Jakarta, NewsMetropol – Menteri Pertahanan Republik Indonesia H. Prabowo Subianto menerima kunjungan kehormatan Menteri Negara Urusan Pertahanan Uni Emirat Arab H.E. Mohammad Ahmed Al Bowardi Al Falacy, di Kantor Kementerian Pertahanan RI Jakarta Pusat, Jum’at (13/12).
Dalam rangkaian kunjungannya tersebut, Ahmed Al Bowardi terlebih dahulu mengunjungi Industri Pertahanan Indonesia diantaranya PT. Pindad, PT. LEN dan PT. Dirgantara Indonesia.
Pada kesempatan itu Menteri Pertahanan RI menyampaikan penghargaan kepada Menteri Negara Urusan Pertahanan Uni Emirat Arab sekaligus berharap kerjasama pertahanan kedua negara akan tetap terjaga dan lebih meningkat.
Kata dia, Indonesia dan Uni Emirat Arab melalui Kementerian Pertahanan masing-masing negara telah menandatangani dokumen Leter of Intent (LoI) tentang kerjasama pertahanan pada 24 Juli 2019 yang lalu.
“Kerjasama itu meliputi kunjungan antar pejabat pertahanan, kerjasama pendidikan dan latihan serta kerjasama industri pertahanan,” ujarnya.
Lanjut Menhan, seiring dengan meningkatnya intensitas kerjasama pertahanan kedua negara tersebut, Indonesia berharap status dan payung hukum kerjasama dapat ditingkatkan dari LoI ke DCA (Defence Cooperation Agreement).
Menhan RI juga menegaskan bahwa Industri Pertahanan Indonesia siap bekerjasama dengan industri pertahanan Uni Emirat Arab.
“Produk-produk industri pertahanan Indonesia seperti senjata buatan PT Pindad sudah teruji kualitasnya dan mampu bersaing dengan produk dari negara-negara lain.
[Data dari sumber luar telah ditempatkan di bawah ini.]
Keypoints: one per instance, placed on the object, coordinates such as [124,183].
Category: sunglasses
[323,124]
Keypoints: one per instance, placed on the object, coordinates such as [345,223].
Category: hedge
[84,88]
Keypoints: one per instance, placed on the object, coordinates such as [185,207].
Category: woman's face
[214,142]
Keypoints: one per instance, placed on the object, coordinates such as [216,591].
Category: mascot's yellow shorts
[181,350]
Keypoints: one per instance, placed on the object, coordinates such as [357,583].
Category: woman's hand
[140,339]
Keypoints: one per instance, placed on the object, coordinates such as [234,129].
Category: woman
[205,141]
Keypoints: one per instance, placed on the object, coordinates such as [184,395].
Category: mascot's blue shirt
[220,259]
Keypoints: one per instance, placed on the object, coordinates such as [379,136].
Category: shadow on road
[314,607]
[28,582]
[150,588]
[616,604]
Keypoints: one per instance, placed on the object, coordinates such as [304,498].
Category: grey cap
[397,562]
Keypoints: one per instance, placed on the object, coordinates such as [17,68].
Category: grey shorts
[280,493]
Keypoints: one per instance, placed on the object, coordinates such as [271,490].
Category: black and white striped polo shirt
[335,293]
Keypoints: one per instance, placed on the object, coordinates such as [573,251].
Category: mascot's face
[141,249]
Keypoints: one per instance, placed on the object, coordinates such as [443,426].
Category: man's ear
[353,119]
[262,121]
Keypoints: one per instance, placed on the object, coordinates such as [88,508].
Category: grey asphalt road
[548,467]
Demikianjuga kualitas produk pesawat CN-235 buatan PT Dirgantara Indonesia,” ujarnya lagi.
Untuk diketahui hingga saat ini Uni Emirat Arab telah membeli dan mempergunakan enam tujuh pesawat CN-235 yang dipergunakan untuk keperluan angkut militer dan trasportasi VVIP.
Pada pertemuan Menhan kedua negara bersahabat ini, selain membicarakan kerjasama industri pertahanan juga membahas upaya peningkatan kerjasama di bidang pendidikan dan latihan.